Zur in der Beschwerde angesprochenen Frage der Zusammensetzung des erkennenden Gerichts ist festzuhalten, dass mit BGBl I 2009/52 der letzte Satz des § 32 Abs 1 StPO dahin geändert wurde, dass das Landesgericht als Schöffengericht aus einem Richter und zwei Schöffen besteht, womit das Erstgericht (ON 285 S 679, ON 286 S 711) nicht gehörig besetzt war ( Jerabek , WK-StPO § 514 Rz 9).
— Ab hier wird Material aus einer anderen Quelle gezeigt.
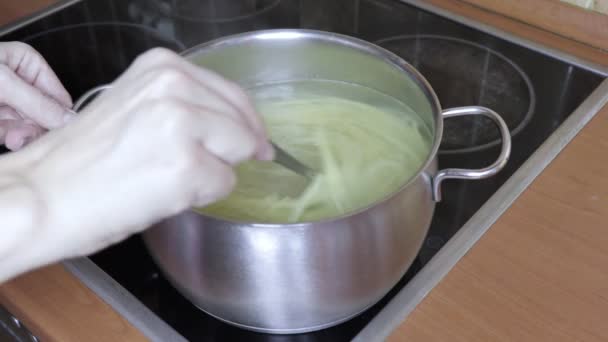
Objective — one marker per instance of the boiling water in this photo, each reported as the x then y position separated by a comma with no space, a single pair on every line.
364,144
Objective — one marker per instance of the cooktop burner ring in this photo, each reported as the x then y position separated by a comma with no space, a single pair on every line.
515,103
164,6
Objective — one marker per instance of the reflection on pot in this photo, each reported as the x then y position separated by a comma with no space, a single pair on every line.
463,74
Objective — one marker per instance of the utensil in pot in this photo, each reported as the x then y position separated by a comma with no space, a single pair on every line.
286,160
306,276
282,157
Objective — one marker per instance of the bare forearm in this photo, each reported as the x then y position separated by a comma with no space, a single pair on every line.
20,214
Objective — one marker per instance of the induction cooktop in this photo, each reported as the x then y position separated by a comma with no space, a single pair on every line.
90,42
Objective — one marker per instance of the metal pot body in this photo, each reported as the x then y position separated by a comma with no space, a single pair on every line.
301,277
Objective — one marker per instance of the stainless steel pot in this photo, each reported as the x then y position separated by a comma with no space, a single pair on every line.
288,278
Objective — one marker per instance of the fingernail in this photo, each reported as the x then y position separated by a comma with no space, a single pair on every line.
267,152
69,116
15,144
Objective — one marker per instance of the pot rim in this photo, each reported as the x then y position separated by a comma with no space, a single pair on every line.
358,44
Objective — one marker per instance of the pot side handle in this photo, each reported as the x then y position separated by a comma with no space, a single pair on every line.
486,172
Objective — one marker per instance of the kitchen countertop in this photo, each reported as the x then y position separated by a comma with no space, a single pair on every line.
538,273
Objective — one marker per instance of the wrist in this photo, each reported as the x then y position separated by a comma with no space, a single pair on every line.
21,214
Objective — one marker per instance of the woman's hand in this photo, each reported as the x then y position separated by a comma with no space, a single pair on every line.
32,99
163,139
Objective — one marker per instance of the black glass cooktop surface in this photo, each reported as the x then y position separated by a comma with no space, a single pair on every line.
93,41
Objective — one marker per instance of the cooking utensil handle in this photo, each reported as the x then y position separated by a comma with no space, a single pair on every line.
486,172
86,96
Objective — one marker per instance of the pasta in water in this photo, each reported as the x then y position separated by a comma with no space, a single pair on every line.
364,144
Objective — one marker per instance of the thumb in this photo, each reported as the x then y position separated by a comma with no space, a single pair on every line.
30,102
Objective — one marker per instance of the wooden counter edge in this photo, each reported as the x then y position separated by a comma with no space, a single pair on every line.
56,306
51,302
585,26
504,289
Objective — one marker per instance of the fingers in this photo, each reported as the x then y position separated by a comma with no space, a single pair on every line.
29,101
215,87
28,64
18,133
214,181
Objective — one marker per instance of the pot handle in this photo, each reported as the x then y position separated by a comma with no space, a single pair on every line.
486,172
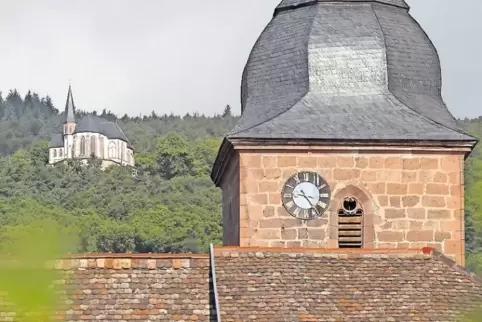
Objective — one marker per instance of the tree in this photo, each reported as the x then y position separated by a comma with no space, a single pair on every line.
175,157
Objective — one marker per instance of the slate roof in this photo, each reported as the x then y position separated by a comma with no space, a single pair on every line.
339,285
92,123
332,70
57,141
95,124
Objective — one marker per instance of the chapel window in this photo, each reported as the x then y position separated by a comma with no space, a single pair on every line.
93,145
112,150
101,154
350,224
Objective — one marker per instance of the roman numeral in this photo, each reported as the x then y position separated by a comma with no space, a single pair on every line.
289,204
296,212
297,180
322,204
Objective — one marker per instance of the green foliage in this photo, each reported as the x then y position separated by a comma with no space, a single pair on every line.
26,248
170,206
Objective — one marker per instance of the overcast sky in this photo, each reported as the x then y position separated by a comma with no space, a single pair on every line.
135,56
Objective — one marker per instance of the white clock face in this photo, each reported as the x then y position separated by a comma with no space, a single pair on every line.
306,195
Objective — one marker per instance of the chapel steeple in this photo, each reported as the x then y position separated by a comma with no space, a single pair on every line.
69,114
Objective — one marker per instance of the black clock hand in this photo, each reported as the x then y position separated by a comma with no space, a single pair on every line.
312,206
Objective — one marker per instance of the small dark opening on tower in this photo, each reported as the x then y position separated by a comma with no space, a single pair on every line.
350,224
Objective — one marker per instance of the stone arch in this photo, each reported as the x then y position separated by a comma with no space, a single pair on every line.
365,201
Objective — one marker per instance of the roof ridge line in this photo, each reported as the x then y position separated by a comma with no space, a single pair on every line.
214,282
437,255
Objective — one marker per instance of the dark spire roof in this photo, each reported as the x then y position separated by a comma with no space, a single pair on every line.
96,124
344,70
292,4
69,114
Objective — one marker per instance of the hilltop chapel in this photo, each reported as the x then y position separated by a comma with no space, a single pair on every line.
342,188
91,137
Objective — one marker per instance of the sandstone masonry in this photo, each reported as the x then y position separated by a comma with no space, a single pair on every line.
411,199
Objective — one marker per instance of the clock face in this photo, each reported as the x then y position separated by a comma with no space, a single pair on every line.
306,195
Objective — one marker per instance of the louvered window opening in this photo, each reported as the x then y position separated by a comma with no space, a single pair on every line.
350,225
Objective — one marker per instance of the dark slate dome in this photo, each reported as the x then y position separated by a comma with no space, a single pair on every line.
344,70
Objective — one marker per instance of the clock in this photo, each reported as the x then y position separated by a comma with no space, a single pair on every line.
306,195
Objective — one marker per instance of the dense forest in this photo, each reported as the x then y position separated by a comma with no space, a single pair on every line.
171,204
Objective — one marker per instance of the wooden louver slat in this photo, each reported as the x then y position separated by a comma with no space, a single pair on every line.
350,229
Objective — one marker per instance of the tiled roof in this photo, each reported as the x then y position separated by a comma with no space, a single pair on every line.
246,284
340,69
339,285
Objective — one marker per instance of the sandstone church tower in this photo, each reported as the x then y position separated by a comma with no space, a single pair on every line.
344,139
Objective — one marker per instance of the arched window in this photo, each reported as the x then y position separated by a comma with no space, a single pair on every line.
112,150
101,154
350,224
82,146
93,145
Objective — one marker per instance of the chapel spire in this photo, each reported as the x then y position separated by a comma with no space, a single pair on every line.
69,115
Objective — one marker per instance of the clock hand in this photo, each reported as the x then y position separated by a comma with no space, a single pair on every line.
312,206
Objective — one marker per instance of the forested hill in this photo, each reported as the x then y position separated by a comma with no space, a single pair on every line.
171,206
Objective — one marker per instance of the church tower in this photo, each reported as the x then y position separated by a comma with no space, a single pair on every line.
344,139
69,124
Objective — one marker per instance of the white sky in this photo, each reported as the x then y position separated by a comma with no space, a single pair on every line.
135,56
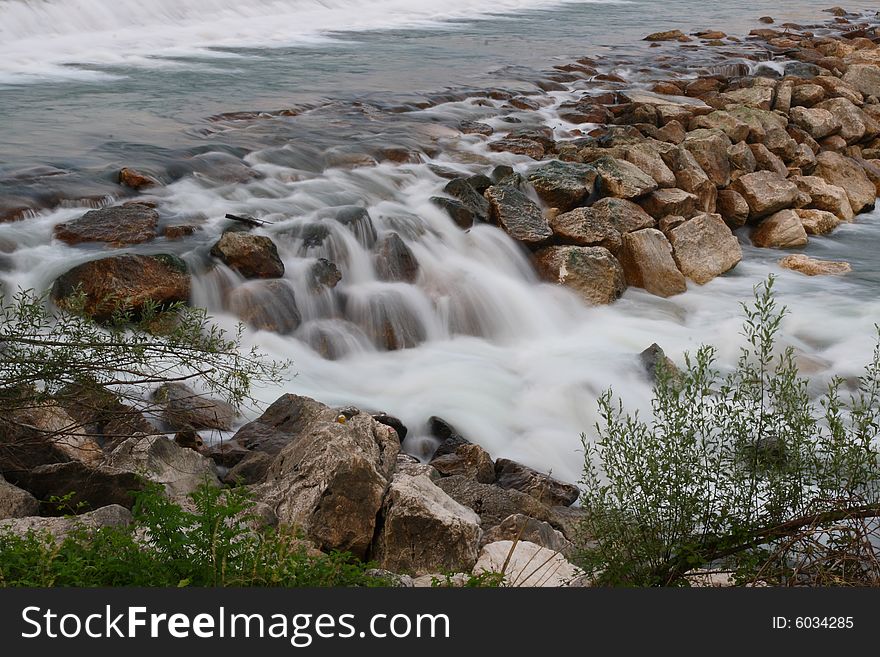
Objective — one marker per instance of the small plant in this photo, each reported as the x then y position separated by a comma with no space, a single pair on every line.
743,472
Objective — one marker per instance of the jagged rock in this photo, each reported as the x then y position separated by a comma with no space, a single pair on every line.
664,202
522,528
422,529
813,266
782,230
330,477
543,487
646,258
603,223
162,461
765,193
622,179
118,226
591,271
18,503
517,214
125,283
252,256
108,516
526,564
818,123
183,407
733,208
839,170
704,247
563,185
395,261
823,196
817,222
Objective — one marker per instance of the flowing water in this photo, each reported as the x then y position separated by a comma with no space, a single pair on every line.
88,86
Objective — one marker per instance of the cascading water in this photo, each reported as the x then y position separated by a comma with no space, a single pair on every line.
513,363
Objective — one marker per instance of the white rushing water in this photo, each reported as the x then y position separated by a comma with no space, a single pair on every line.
41,38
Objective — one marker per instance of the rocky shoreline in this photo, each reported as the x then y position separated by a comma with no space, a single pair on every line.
647,188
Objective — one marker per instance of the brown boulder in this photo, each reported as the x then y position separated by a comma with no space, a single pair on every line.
252,256
782,230
126,283
646,258
704,247
590,271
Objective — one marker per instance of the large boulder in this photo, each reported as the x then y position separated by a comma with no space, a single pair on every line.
517,214
252,256
184,407
16,502
160,460
842,171
704,247
765,193
526,564
623,179
123,283
395,261
591,271
118,226
423,530
602,224
782,230
563,185
646,258
330,478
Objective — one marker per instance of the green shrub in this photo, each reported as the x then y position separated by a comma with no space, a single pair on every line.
168,546
744,472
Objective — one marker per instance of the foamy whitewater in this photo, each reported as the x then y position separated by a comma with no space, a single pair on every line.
516,365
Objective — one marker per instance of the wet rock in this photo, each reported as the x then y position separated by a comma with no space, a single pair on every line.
522,528
543,487
179,470
422,529
517,214
563,185
117,226
266,305
463,191
664,202
183,407
823,196
468,460
358,221
817,222
845,172
814,266
590,271
331,476
865,78
818,122
709,148
621,179
324,275
126,282
111,515
646,258
765,193
526,564
252,256
782,230
395,261
492,503
704,247
136,180
733,208
18,503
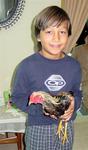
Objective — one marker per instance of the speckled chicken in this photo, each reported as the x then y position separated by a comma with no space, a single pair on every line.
54,105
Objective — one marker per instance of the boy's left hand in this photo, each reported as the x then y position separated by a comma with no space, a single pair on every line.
69,112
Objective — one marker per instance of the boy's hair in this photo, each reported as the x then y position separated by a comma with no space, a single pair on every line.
49,16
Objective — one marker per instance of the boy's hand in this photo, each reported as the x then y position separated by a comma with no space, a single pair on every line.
69,112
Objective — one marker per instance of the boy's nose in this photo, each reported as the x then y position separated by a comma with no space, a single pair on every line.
56,36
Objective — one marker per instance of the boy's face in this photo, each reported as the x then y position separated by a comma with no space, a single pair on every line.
53,40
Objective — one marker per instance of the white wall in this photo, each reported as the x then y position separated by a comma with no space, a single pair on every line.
16,42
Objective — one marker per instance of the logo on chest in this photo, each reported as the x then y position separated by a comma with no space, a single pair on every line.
55,82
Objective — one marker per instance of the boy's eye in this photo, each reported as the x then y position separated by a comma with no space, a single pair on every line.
63,32
48,31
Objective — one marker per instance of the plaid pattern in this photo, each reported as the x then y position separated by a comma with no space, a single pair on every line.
44,138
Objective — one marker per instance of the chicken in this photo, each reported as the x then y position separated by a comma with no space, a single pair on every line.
53,106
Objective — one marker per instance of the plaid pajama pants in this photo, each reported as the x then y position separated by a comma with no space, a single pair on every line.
44,137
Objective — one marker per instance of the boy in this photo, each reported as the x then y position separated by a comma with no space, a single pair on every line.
52,71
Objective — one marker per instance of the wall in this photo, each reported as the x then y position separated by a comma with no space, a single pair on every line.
16,42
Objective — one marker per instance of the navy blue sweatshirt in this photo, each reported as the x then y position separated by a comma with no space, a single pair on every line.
37,73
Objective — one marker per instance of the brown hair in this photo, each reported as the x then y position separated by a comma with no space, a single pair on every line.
48,16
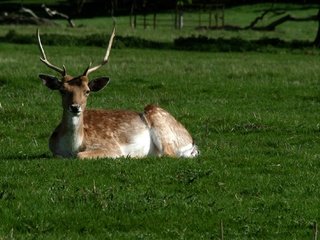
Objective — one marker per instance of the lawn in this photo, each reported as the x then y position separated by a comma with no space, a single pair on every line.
254,116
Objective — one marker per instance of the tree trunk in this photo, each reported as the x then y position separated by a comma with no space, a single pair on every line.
317,40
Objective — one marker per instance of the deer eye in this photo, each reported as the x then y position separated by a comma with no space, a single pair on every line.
62,91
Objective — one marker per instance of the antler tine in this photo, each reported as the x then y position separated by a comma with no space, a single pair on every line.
106,57
45,60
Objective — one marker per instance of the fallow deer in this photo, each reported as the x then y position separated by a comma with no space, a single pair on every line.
85,133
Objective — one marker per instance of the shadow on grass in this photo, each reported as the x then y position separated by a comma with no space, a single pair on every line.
193,43
22,156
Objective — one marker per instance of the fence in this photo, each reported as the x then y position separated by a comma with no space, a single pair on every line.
195,16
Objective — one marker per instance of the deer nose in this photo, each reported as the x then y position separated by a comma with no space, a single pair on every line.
75,108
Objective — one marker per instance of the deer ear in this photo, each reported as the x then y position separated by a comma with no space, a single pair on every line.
97,84
50,81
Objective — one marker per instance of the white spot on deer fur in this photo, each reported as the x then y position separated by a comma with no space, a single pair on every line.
139,146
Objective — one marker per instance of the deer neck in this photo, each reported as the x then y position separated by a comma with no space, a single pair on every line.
72,137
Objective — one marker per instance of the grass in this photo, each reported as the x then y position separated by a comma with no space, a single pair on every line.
253,115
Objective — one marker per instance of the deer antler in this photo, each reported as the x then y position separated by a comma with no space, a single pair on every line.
45,60
105,59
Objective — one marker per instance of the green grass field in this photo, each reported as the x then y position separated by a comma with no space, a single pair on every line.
254,116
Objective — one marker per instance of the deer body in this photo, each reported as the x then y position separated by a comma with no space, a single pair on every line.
110,133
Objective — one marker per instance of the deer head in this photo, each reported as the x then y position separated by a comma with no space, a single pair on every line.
74,90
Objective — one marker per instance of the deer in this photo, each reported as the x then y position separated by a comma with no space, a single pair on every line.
103,133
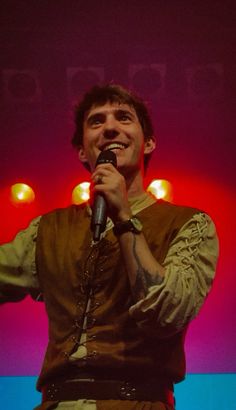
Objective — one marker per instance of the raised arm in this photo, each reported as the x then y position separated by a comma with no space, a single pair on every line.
17,266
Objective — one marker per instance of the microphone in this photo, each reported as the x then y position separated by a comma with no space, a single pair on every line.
99,209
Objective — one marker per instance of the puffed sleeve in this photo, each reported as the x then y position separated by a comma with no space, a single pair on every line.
189,271
17,266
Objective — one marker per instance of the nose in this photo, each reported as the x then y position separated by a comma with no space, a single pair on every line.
111,129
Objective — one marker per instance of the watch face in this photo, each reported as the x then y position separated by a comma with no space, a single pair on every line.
136,224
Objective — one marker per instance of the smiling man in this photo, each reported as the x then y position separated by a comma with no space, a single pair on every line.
118,308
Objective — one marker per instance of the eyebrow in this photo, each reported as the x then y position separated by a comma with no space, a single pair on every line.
116,111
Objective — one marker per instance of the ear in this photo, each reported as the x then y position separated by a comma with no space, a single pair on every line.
149,145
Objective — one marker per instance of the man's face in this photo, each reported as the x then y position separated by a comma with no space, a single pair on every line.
115,127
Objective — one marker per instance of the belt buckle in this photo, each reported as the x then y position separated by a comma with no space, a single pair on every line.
52,391
128,391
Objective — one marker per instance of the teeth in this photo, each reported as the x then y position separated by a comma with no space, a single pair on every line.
114,145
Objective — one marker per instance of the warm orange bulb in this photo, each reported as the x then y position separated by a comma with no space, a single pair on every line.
81,193
22,194
161,189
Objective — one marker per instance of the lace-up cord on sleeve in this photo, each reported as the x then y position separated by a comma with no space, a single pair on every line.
190,266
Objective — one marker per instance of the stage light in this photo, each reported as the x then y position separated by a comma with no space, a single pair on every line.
81,193
22,194
161,189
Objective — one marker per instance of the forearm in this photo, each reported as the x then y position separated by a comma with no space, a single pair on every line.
189,271
142,268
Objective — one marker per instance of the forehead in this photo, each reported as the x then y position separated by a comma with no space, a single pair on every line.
108,108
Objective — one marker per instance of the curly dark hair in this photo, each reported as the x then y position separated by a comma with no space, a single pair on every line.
99,95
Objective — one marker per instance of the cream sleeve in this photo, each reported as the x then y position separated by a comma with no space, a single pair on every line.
189,271
17,265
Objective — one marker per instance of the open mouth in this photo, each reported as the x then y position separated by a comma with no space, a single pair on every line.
115,145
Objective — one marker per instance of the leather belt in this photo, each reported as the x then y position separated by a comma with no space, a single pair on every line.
77,389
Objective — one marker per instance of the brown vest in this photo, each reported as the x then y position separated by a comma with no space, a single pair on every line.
71,270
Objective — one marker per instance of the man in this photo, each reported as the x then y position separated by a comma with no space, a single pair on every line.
119,307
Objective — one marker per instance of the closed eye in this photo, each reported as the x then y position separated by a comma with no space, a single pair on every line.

Die gegenteilige, im Erlass des BMJ vom über die Änderungen des StGB, der StPO, des JGG, des StAG und des StVG durch das Budgetbegleitgesetz 2009, JMZ 894000L/4/II3/09, JABl 2009/15, geäußerte Rechtsansicht, wonach für die Änderung der Senatszusammensetzung bei den Landesgerichten als Schöffengerichte „vom Grundsatz der per petuatio fori auszugehen“ und demnach das Strafverfahren in der Besetzung zu führen sei, die im Zeitpunkt der Rechtswirksamkeit der Anklage gesetzlich vorgesehen gewesen ist, vermengt Gerichts besetzung mit Gerichts zuständigkeit (13 Os 115/09z, 125/09w; eingehend Ratz , WK-StPO § 281 Rz 111 bis 115). Da die Staatsanwaltschaft den solcherart gegebenen Besetzungsmangel ausdrücklich, unter Bezugnahme auf den bezeichneten Erlass nicht einwendete, hat dieser hier auf sich zu beruhen.